24/7
All'inizio del suo ministero, Aronne, il fratello di Mosè e capo della famiglia sacerdotale, fu comandato di mantenere l'"olocausto", Levitico 6:8-13. Questo sacrificio doveva rimanere sull'altare ogni notte e per tutta la notte affinché ci fosse sempre un'offerta sacrificale a preservare il legame tra Dio e il Suo popolo.
Per realizzare questo in termini pratici era necessaria una rigorosa osservanza di un complicato ciclo di rituali che richiedeva un grande impegno sia di risorse che di energia umana. Col tempo, a causa di spostamenti, guerre e apostasia, questo comandamento fu violato ripetutamente, dimostrando così che era necessario un modo migliore.

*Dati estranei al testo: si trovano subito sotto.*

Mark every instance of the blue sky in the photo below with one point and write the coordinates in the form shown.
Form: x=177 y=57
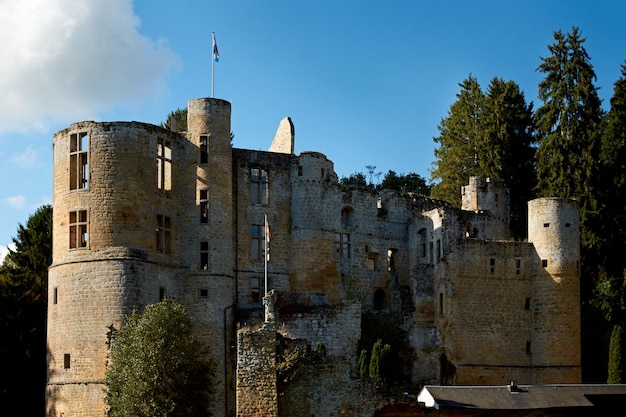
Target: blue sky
x=365 y=82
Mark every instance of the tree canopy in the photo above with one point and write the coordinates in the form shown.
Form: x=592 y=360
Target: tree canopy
x=158 y=366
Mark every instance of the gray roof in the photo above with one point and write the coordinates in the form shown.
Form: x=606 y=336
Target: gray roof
x=519 y=397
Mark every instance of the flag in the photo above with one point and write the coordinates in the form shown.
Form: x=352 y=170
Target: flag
x=267 y=239
x=216 y=54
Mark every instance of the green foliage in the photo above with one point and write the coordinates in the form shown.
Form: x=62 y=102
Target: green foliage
x=378 y=361
x=23 y=303
x=616 y=356
x=384 y=330
x=179 y=118
x=488 y=135
x=409 y=183
x=363 y=364
x=158 y=366
x=356 y=179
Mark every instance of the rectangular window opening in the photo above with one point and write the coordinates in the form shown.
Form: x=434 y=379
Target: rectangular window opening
x=259 y=184
x=204 y=256
x=164 y=165
x=342 y=245
x=204 y=149
x=79 y=161
x=163 y=234
x=204 y=206
x=78 y=229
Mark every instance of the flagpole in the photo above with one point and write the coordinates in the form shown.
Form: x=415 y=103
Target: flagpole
x=266 y=229
x=212 y=64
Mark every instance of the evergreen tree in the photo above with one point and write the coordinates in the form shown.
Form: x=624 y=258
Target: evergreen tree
x=23 y=303
x=508 y=152
x=457 y=155
x=616 y=356
x=158 y=367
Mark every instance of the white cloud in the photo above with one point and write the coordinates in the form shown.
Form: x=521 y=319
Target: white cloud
x=26 y=159
x=66 y=60
x=16 y=201
x=4 y=251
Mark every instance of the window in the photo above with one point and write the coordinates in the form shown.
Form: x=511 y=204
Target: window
x=342 y=245
x=391 y=259
x=204 y=149
x=379 y=299
x=164 y=165
x=255 y=290
x=204 y=256
x=259 y=186
x=257 y=241
x=79 y=165
x=163 y=234
x=347 y=217
x=421 y=235
x=78 y=229
x=204 y=206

Quando il Padre mandò Cristo a offrire la Sua preziosa vita come sacrificio "una volta per tutte" per il peccato (Romani 6:10), la necessità di un sacrificio perpetuo fu soddisfatta e l'Antico Testamento, che prefigurava le cose a venire, fu adempiuto. Il sacrificio di Gesù sulla croce ora sta davanti a Dio giorno e notte come offerta per i nostri peccati 24 ore su 24, 7 giorni su 7. Ciò che tutta la pianificazione e lo sforzo di una legione di sacerdoti non poterono realizzare tanti anni fa, Dio ora lo ha stabilito attraverso la croce, non solo per un giorno o un anno, ma garantito fino alla fine dei tempi.
Domande di discussione
- Descrivi il momento/evento nella tua vita in cui sei diventato consapevole del peccato.
- Spiega il messaggio del vangelo in 25 parole o meno.
- Quale parte del vangelo rappresenta per te personalmente la vera "buona notizia"? Perché?
- Qual è la differenza tra pentimento e restituzione?
- Perché era necessario che il sacrificio per il peccato fosse un essere umano? Un essere divino?